From: Mingming Cao <cmm@us.ibm.com>
To: Ric Wheeler <rwheeler@redhat.com>
Cc: djwong@us.ibm.com, "Theodore Ts'o" <tytso@mit.edu>,
linux-ext4 <linux-ext4@vger.kernel.org>,
linux-kernel <linux-kernel@vger.kernel.org>,
Keith Mannthey <kmannth@us.ibm.com>,
Mingming Cao <mcao@us.ibm.com>
Subject: Re: [RFC] ext4: Don't send extra barrier during fsync if there are no dirty pages.
Date: Tue, 04 May 2010 12:49:26 -0700 [thread overview]
Message-ID: <1273002566.3755.10.camel@mingming-laptop> (raw)
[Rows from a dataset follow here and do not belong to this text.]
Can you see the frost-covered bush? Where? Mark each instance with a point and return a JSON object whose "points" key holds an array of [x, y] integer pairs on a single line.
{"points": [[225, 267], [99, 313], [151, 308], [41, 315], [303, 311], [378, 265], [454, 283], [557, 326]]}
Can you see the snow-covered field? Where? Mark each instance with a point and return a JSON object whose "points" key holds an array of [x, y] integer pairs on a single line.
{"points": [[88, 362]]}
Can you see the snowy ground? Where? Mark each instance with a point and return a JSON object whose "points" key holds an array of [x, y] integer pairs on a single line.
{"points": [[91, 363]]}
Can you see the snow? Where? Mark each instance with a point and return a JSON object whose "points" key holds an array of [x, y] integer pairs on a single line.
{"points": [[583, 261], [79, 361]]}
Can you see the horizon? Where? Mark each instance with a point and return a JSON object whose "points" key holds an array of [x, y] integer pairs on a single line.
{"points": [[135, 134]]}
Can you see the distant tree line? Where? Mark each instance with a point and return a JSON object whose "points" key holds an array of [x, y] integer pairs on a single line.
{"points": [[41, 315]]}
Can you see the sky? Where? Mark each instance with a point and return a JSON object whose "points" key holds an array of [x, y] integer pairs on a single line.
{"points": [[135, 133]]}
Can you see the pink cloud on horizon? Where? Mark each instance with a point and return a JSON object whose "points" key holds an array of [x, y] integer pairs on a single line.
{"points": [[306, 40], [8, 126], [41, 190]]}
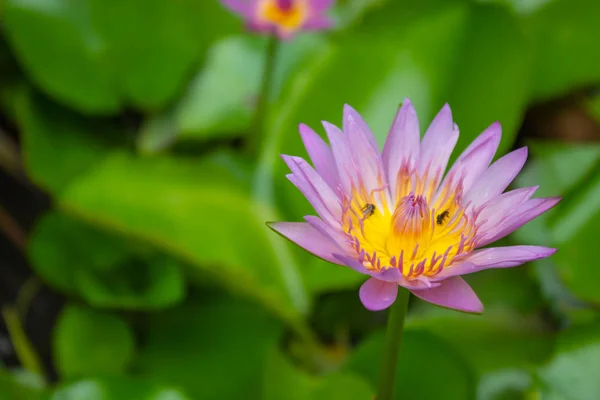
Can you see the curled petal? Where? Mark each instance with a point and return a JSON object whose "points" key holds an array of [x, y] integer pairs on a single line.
{"points": [[496, 257], [340, 146], [378, 295], [473, 162], [318, 6], [528, 211], [241, 7], [402, 144], [437, 144], [452, 293], [320, 155], [308, 238], [497, 177]]}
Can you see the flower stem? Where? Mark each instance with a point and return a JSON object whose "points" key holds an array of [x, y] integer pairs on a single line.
{"points": [[393, 342], [258, 124]]}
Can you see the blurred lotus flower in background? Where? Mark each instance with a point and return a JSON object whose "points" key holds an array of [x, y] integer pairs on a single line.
{"points": [[396, 217], [282, 17]]}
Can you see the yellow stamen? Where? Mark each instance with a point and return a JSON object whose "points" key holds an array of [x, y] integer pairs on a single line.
{"points": [[289, 17], [420, 234]]}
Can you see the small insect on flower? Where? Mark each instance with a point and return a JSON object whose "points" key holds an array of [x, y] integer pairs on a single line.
{"points": [[442, 217], [282, 17], [368, 210], [408, 242]]}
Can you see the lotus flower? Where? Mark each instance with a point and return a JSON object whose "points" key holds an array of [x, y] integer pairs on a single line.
{"points": [[282, 17], [396, 217]]}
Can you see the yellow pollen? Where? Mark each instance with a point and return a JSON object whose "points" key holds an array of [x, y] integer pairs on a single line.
{"points": [[288, 14], [420, 234]]}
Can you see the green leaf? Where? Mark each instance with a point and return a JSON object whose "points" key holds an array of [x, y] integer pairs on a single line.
{"points": [[564, 31], [217, 347], [115, 388], [424, 359], [105, 270], [284, 380], [571, 171], [491, 79], [136, 52], [20, 385], [197, 210], [518, 341], [88, 342], [572, 373]]}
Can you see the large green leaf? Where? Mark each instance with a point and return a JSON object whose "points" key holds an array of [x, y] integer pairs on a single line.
{"points": [[570, 171], [20, 385], [98, 55], [284, 380], [104, 269], [216, 349], [424, 359], [116, 388], [573, 372], [88, 342], [491, 76], [197, 210], [564, 32]]}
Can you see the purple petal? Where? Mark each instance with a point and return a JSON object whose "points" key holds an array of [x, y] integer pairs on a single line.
{"points": [[378, 295], [340, 146], [364, 152], [496, 257], [308, 238], [437, 145], [320, 155], [497, 177], [241, 7], [337, 236], [528, 211], [496, 210], [318, 6], [475, 159], [317, 23], [314, 188], [402, 144], [452, 293]]}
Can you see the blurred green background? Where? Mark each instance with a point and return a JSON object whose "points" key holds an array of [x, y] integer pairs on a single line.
{"points": [[135, 263]]}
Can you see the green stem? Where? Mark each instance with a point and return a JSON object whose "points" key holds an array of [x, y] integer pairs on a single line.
{"points": [[393, 342], [258, 126]]}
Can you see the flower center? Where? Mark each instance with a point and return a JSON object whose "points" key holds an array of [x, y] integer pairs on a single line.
{"points": [[421, 234], [289, 14]]}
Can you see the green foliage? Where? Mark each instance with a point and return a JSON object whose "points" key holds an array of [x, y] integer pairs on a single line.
{"points": [[424, 358], [135, 118], [88, 342]]}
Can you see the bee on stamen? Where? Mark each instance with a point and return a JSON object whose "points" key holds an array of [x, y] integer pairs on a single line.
{"points": [[441, 218], [368, 210]]}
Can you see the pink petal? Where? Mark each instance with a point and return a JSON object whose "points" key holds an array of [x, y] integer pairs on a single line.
{"points": [[241, 7], [437, 145], [317, 23], [365, 153], [314, 188], [475, 159], [402, 144], [453, 293], [378, 295], [308, 238], [320, 155], [318, 6], [497, 177], [496, 210], [342, 154], [334, 233], [496, 257], [528, 211]]}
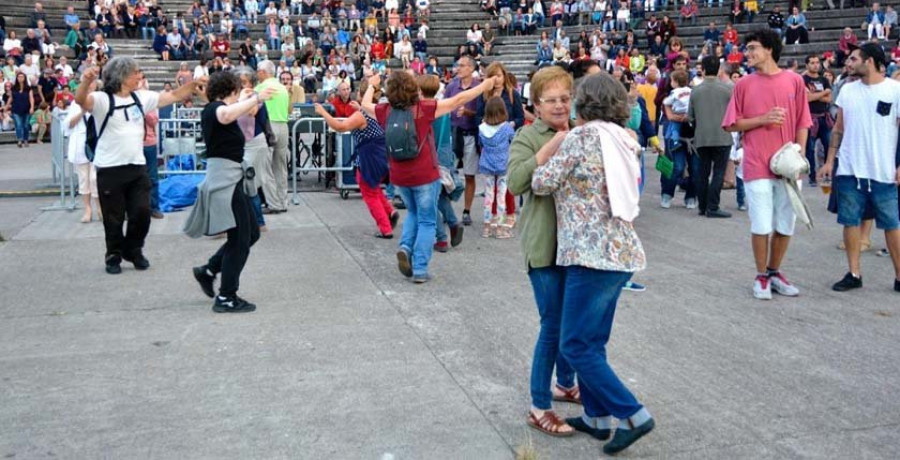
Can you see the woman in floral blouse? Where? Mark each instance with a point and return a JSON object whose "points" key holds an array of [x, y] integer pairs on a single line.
{"points": [[594, 179]]}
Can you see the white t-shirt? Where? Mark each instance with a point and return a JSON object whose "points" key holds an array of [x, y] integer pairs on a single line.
{"points": [[122, 142], [869, 146]]}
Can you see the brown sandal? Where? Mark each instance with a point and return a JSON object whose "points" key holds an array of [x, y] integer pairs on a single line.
{"points": [[572, 395], [549, 424]]}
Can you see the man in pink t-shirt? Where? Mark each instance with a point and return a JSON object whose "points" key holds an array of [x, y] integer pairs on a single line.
{"points": [[770, 109]]}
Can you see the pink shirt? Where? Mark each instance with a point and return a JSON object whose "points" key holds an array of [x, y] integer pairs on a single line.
{"points": [[755, 95], [150, 121]]}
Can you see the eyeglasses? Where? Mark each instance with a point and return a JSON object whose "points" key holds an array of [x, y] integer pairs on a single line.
{"points": [[563, 100]]}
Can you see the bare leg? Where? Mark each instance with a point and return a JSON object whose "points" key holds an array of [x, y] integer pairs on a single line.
{"points": [[893, 240], [779, 248], [470, 192], [87, 209], [853, 243], [866, 233], [760, 251]]}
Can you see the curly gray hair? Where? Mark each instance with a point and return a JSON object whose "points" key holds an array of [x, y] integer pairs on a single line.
{"points": [[116, 71], [246, 72], [602, 97]]}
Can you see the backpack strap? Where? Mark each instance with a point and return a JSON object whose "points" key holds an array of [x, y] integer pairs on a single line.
{"points": [[112, 108]]}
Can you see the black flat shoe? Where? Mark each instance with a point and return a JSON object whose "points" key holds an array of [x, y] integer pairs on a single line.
{"points": [[113, 265], [601, 434], [205, 280], [625, 438], [140, 262]]}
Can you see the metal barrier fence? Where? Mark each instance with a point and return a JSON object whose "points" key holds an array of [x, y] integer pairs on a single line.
{"points": [[177, 139], [306, 158], [63, 172]]}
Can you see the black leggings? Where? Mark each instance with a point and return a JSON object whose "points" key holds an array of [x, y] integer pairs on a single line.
{"points": [[124, 189], [229, 260]]}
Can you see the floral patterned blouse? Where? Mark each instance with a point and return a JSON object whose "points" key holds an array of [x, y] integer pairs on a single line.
{"points": [[587, 233]]}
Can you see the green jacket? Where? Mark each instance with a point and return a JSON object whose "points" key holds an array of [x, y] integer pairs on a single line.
{"points": [[538, 230]]}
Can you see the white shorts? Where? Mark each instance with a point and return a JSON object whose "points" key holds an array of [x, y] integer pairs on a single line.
{"points": [[470, 156], [769, 207], [87, 180]]}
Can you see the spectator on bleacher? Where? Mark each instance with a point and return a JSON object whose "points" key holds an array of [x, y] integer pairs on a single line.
{"points": [[776, 20], [667, 28], [796, 28], [37, 15], [874, 23], [730, 38], [623, 16], [70, 18], [712, 35], [31, 43], [22, 102], [175, 42], [848, 40], [31, 69], [689, 12]]}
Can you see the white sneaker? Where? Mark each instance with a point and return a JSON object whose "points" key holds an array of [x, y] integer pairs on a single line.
{"points": [[762, 288], [782, 286], [666, 202]]}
In-Reply-To: <4BE02C45.6010608@redhat.com>
On Tue, 2010-05-04 at 10:16 -0400, Ric Wheeler wrote:
> On 05/03/2010 08:57 PM, Mingming Cao wrote:
> > On Thu, 2010-04-29 at 16:51 -0700, Darrick J. Wong wrote:
> >
> >> Hmm. A while ago I was complaining that an evil program that calls fsync() in
> >> a loop will send a continuous stream of write barriers to the hard disk. Ted
> >> theorized that it might be possible to set a flag in ext4_writepage and clear
> >> it in ext4_sync_file; if we happen to enter ext4_sync_file and the flag isn't
> >> set (meaning that nothing has been dirtied since the last fsync()) then we
> >> could skip issuing the barrier.
> >>
> >> Here's an experimental patch to do something sort of like that. From a quick
> >> run with blktrace, it seems to skip the redundant barriers and improves the ffsb
> >> mail server scores. However, I haven't done extensive power failure testing to
> >> see how much data it can destroy. For that matter I'm not even 100% sure it's
> >> correct at what it aims to do.
> >>
> >> Just throwing this out there, though. Nothing's blown up ... yet. :P
> >> ---
> >> Signed-off-by: Darrick J. Wong<djwong@us.ibm.com>
> >> ---
> >>
> >> fs/ext4/ext4.h | 2 ++
> >> fs/ext4/fsync.c | 7 +++++--
> >> fs/ext4/inode.c | 5 +++++
> >> 3 files changed, 12 insertions(+), 2 deletions(-)
> >>
> >>
> >> diff --git a/fs/ext4/ext4.h b/fs/ext4/ext4.h
> >> index bf938cf..3b70195 100644
> >> --- a/fs/ext4/ext4.h
> >> +++ b/fs/ext4/ext4.h
> >> @@ -1025,6 +1025,8 @@ struct ext4_sb_info {
> >>
> >> /* workqueue for dio unwritten */
> >> struct workqueue_struct *dio_unwritten_wq;
> >> +
> >> + atomic_t unflushed_writes;
> >> };
> >>
> >>
> > Just wondering is this per filesystem flag? Thought it is nicer to make
> > this per -inode flag, when there is no dirty data in fly for this inode
> > (instead of the whole fs), there is no need to call barrier in
> > ext4_sync_file().
> >
> > Mingming
> >
>
> Checking per inode is actually incorrect - we do not want to short cut
> the need to flush the target storage device's write cache just because a
> specific file has no dirty pages. If a power hit occurs, having sent
> the pages from to the storage device is not sufficient.
>
hmm... My understanding is ext3/4 implementation of fsync syncing the
whole filesystem, as a jbd2 transacation could including metadata update
from other files, jbd2 has to commit the latest transactions. But the
caller is fsync(), which should only need to ensure the specified
inode's dirty data/metadata gets to disk by sending barriers down.
Mingming
> I was thinking that it could actually be more general, specifically we
> could track the status of the write cache on the entire storage device.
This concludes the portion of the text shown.